Cereal processors at work in Mozambique
Food workers, of the sort who process sorghum and other cereals to make flours, breads, porridges and alcoholic beverages, were in demand as early as 100,000 years ago in Mozambique, according to archaeologists who found the cereals in a cave along with African wine palm, the false banana, pigeon peas, wild oranges and the African potato.
The stones shown here were used to process the foods.
"The inclusion of cereals in our diet is considered an important step in human evolution because of the technical complexity and the culinary manipulation that are required to turn grains into staples," said the dig's leader, Julio Mercader of the University of Calgary.

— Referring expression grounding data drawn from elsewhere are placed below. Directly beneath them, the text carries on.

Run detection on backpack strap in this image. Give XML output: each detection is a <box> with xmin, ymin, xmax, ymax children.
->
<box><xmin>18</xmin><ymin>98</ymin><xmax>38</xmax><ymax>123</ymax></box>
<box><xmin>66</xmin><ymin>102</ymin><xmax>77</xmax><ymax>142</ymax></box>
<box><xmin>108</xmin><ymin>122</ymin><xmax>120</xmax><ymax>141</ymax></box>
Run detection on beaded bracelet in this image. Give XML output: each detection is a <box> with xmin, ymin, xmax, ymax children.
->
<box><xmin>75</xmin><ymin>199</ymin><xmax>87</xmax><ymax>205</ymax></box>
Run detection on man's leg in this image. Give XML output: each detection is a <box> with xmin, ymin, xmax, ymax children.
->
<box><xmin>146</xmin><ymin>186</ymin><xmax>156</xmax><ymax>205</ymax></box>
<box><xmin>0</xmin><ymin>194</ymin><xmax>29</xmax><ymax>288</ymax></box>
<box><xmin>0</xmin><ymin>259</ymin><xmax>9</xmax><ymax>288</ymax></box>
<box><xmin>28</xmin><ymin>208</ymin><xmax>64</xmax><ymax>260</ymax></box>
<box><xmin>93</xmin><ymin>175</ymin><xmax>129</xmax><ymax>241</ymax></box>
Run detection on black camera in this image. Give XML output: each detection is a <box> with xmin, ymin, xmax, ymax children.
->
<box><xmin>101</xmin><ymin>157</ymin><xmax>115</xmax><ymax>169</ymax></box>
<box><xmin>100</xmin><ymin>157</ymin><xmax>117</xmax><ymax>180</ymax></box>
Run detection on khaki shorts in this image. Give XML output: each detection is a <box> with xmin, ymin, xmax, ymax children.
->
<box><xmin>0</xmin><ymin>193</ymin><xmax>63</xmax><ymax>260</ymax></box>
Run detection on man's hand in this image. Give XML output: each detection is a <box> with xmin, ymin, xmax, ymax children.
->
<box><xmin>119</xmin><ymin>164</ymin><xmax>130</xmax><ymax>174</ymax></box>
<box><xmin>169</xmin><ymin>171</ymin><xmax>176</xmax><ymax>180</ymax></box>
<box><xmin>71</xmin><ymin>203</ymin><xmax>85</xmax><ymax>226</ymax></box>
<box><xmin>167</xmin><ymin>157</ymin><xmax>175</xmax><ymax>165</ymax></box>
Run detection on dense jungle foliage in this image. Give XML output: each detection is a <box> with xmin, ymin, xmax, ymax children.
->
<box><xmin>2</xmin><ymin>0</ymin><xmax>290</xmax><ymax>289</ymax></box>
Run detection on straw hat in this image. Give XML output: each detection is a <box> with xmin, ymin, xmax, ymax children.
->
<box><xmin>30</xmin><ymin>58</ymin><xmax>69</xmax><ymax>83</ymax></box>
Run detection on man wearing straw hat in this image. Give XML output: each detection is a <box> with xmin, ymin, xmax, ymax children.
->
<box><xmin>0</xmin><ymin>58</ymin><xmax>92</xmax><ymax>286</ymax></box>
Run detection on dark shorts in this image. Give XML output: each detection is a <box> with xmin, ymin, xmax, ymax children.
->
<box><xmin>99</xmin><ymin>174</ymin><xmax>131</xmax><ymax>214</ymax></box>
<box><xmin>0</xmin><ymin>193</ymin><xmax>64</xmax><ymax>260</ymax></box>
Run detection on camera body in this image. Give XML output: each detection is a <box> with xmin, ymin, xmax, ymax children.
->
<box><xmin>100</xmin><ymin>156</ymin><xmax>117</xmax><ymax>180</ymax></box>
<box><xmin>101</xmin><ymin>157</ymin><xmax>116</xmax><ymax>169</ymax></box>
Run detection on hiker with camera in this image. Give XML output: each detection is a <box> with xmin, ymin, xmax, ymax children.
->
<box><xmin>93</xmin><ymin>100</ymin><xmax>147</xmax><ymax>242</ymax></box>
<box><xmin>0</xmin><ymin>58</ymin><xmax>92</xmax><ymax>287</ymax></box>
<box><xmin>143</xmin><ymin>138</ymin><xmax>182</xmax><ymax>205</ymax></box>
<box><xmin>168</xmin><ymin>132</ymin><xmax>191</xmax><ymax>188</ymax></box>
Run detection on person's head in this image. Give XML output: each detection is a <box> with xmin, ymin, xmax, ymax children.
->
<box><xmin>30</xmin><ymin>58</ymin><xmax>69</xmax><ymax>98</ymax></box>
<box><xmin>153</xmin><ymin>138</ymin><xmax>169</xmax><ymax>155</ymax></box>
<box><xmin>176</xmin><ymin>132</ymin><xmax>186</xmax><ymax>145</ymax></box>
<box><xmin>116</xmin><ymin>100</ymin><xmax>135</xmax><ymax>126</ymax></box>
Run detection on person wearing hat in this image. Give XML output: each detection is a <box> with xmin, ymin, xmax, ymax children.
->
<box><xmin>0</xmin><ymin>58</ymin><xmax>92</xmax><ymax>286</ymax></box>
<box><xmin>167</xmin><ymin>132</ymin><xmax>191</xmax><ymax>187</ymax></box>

Ancient brewers hard at work in China
The earliest direct evidence for the production of alcoholic beverages comes from the village of Jiahu in China. There, as early as 9,000 years ago, skilled brewers whipped up batches of a groglike drink with rice beer, honey mead and grape and hawthorn wine, according to an analysis of residues on ancient pottery fragments from the village, conducted by Patrick McGovern at the University of Pennsylvania Museum.
The same archaeologists found evidence of rice and millet wines in the 3,000-year-old container shown here from the Chinese city of Anyang.
Did sex toys provide a lift?
There's evidence that the sex industry may indeed be one the world's oldest trades. Take the 4,000- to 6,000-year-old phallus-shaped bone from Sweden shown here, for example. Archaeologists said the shape of the carved antler bone is unmistakable, though how it was used remains an open question.
Other archaeological digs, notably at Hohle Fels in Germany, have encountered even older figurines and carvings with clear sexual themes, including a sexually explicit figurine of a woman dated to 35,000 years ago and a dildo-shaped object from 25,000 years ago.